Hong Kong police arrest 116 at protest site
HONG KONG (AP) -- Hong Kong authorities cleared street barricades from a pro-democracy protest camp in the volatile Mong Kok district for a second day Wednesday after a night of clashes in which police arrested 116 people.
People wearing red baseball caps and T-shirts that said "I (heart) HK" helped dismantle a first row of barricades made up mostly of wooden pallets after bailiffs issued a warning to the crowd that they would start enforcing the court-ordered clearance.

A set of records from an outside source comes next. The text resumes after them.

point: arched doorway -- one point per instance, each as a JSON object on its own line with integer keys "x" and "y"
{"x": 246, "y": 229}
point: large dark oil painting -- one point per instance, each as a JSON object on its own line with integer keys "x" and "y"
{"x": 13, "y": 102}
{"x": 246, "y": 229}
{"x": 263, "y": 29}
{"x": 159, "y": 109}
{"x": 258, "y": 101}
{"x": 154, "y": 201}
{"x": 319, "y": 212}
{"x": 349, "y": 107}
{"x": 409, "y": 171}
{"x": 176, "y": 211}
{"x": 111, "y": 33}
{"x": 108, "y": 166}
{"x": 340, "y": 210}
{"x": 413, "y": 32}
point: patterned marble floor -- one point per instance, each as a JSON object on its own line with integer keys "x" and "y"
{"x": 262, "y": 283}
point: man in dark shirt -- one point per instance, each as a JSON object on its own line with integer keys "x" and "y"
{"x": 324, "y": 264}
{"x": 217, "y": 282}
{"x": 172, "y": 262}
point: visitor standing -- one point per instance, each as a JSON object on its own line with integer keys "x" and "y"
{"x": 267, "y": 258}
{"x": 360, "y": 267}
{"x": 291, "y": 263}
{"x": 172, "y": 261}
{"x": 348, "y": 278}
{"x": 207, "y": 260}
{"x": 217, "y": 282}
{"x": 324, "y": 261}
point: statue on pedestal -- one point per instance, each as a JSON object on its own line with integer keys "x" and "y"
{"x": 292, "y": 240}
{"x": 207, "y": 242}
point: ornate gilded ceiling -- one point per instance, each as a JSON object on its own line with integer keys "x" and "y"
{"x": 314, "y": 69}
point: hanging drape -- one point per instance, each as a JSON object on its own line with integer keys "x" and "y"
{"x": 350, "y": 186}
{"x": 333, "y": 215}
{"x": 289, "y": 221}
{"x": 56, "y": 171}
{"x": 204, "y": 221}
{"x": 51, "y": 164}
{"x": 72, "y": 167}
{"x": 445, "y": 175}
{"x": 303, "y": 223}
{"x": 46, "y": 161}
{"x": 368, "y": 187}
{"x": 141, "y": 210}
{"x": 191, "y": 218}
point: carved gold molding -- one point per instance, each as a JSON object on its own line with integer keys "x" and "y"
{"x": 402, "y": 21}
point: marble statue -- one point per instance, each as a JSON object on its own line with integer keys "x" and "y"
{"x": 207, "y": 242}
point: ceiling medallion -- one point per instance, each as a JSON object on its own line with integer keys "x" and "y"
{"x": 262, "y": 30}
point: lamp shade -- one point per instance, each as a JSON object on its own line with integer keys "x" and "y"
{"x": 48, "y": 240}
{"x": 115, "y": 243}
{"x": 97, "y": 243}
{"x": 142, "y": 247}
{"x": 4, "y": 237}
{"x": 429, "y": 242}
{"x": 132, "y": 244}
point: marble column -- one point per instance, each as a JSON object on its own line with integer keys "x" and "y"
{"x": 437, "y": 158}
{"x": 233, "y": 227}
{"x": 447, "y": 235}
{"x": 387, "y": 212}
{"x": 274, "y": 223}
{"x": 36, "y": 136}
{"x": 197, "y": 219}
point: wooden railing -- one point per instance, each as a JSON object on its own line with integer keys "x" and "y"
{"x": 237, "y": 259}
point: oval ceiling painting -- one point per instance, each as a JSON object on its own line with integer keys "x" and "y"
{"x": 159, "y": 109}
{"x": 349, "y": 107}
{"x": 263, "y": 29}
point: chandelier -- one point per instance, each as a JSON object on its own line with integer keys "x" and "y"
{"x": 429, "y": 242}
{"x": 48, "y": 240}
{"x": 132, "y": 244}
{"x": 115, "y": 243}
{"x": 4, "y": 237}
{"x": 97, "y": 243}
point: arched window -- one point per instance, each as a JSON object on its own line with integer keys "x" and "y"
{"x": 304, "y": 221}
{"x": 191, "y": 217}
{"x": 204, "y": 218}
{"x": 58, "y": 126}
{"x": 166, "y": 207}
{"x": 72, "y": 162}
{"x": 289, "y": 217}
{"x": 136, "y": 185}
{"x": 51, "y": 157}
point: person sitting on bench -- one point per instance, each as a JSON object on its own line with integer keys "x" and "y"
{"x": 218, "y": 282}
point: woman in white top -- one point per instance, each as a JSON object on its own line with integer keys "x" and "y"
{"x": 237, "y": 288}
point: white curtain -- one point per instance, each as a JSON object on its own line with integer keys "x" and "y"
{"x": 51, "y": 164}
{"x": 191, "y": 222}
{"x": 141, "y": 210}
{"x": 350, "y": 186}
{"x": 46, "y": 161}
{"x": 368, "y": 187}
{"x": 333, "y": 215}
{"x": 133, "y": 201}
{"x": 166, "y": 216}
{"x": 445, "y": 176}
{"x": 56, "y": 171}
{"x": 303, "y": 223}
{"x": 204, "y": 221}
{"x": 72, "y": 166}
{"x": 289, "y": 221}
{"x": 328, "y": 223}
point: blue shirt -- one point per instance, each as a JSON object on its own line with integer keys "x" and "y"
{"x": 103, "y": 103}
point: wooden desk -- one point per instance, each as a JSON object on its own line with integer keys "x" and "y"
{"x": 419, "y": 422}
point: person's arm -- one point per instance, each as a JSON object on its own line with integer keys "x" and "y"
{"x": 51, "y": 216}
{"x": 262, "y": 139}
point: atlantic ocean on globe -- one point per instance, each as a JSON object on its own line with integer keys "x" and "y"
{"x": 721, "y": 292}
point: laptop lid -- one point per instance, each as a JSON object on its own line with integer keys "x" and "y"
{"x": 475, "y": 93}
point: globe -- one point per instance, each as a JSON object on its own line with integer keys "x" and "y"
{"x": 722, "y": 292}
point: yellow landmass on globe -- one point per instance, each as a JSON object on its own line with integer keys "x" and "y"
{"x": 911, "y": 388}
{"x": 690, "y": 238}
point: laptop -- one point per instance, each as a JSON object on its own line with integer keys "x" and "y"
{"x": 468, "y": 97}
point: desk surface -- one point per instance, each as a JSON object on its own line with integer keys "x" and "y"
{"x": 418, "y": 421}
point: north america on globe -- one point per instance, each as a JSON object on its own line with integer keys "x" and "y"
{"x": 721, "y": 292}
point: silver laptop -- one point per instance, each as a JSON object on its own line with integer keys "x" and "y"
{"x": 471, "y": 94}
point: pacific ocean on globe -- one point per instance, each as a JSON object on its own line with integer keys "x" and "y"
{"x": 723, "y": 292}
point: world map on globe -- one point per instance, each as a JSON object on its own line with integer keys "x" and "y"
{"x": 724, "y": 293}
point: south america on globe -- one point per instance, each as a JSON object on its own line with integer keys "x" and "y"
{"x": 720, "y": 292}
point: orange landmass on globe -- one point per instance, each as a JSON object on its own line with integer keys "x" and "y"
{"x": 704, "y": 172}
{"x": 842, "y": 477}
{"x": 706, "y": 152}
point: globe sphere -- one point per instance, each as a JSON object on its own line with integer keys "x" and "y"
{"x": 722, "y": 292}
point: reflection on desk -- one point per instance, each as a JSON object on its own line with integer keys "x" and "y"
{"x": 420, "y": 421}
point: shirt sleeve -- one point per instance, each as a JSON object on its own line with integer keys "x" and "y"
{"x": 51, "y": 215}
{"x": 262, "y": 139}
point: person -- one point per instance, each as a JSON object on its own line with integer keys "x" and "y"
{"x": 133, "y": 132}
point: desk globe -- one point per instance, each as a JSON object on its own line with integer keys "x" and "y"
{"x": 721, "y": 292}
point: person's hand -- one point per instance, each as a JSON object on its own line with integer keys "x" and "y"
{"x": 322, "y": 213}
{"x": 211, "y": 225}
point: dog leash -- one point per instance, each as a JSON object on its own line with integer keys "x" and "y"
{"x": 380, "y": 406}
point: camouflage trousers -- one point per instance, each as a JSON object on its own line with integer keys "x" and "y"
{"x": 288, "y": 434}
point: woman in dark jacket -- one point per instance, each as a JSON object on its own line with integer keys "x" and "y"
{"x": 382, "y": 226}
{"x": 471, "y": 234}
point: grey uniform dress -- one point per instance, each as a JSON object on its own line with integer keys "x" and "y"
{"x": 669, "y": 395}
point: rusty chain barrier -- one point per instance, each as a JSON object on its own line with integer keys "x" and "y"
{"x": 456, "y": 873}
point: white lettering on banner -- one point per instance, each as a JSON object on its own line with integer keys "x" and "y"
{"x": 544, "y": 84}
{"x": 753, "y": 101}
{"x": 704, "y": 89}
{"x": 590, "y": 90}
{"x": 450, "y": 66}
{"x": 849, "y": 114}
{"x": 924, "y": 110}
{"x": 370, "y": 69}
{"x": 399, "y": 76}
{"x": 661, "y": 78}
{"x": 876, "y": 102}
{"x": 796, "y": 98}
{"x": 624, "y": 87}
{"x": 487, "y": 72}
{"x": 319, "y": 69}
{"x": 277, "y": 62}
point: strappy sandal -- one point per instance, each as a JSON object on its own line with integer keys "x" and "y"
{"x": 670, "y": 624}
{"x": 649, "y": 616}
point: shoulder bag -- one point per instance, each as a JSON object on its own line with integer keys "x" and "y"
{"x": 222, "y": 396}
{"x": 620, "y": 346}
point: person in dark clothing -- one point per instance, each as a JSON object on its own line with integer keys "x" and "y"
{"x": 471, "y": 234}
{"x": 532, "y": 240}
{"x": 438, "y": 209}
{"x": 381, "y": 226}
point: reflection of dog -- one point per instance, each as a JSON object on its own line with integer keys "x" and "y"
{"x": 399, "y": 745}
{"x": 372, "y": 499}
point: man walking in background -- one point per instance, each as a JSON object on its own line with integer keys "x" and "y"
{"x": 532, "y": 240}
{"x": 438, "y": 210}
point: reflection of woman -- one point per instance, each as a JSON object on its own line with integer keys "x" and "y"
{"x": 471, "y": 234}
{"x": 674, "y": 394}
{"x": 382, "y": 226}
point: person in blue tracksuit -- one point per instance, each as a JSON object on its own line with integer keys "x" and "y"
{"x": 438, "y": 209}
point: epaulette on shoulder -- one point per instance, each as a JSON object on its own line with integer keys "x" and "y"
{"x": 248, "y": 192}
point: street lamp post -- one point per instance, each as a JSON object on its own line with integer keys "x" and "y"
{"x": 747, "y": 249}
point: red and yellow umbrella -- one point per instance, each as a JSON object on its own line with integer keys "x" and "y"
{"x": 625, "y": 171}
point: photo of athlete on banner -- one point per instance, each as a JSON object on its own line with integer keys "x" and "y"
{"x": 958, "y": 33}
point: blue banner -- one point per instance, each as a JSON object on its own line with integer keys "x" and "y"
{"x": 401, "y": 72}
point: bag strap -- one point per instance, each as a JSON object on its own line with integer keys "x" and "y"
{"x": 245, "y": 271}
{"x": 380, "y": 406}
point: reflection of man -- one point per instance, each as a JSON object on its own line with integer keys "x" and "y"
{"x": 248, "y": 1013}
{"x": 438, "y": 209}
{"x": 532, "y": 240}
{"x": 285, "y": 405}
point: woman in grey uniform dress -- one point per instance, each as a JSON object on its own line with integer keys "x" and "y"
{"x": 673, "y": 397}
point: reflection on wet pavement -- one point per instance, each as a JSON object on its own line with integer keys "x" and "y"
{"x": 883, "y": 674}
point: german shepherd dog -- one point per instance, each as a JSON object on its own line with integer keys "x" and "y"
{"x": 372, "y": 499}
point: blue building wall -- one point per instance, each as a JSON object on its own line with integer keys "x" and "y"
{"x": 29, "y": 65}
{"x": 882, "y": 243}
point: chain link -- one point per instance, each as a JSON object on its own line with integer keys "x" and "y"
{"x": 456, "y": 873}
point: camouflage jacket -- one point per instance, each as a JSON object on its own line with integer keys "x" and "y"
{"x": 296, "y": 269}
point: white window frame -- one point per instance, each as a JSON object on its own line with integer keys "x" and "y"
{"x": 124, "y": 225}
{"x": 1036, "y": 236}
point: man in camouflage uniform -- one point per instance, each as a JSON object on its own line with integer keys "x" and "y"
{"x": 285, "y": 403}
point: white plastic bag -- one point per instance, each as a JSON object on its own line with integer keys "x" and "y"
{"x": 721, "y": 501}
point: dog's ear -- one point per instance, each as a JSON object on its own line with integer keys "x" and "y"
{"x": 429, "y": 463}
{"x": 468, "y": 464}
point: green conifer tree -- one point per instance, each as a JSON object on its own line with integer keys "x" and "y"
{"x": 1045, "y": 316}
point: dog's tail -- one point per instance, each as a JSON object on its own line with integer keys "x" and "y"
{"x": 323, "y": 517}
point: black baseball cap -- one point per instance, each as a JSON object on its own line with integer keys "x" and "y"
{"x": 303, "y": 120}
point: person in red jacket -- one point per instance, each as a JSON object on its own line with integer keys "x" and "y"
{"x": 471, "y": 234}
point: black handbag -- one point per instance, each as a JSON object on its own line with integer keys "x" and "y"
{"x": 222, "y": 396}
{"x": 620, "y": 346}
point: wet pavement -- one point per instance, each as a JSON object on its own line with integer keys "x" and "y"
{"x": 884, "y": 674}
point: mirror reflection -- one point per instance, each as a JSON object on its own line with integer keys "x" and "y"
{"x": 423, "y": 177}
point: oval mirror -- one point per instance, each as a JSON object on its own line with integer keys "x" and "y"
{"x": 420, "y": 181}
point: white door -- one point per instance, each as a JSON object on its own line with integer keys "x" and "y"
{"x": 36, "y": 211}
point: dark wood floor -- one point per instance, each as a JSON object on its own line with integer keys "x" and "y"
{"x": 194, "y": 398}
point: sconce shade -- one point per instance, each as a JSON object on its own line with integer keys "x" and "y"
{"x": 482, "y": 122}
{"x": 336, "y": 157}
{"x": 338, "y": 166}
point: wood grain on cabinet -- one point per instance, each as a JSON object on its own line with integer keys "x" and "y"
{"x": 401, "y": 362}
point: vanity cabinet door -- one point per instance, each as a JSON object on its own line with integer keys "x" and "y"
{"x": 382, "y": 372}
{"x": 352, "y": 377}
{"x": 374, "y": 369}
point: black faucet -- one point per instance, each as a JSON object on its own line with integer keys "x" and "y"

Police officers in helmets soon stepped in, using shears to clear further rows of metal barricades while others tore down tents and canopies and carried away other obstructions, including a sofa. Hundreds of other officers advanced slowly along the street while some stood by with backpack pepper sprayers.
Local media reports said 4,000 officers were on hand to enforce the court injunction granted to taxi drivers to remove obstructions from Nathan Road, a busy artery in Kowloon.
Police said that the 116 people arrested as of early Wednesday were held for offences including unlawful assembly and assaulting or obstructing police. One man was arrested for possessing offensive weapons including an axe, hammer and crowbar.
The arrest toll was likely to rise after police were seen detaining several more people as the operation got underway, including student leaders Joshua Wong and Lester Shum, according to the Hong Kong Federation of Students' Facebook page.
Nine officers were hurt in the scuffles.
Protesters have been camped out on major thoroughfares since Sept. 28 demanding greater democracy in the semiautonomous Chinese city. The standoff has continued with no end in sight as neither the government nor the student-led protesters have shown any willingness to compromise.
The demonstrators demand that Hong Kong's government scrap a plan mandated by China's communist leaders to use a panel of Beijing-friendly elites to screen candidates for top leader in inaugural 2017 elections.
The chaotic scenes overnight underscored the challenge Hong Kong authorities face in trying to shut down the protest site in gritty, working-class Mong Kok. It's home to a more unruly and aggressive crowd compared with the main protest site next to government headquarters, where protesters last week put up little resistance to a separate court order to remove a handful of barricades.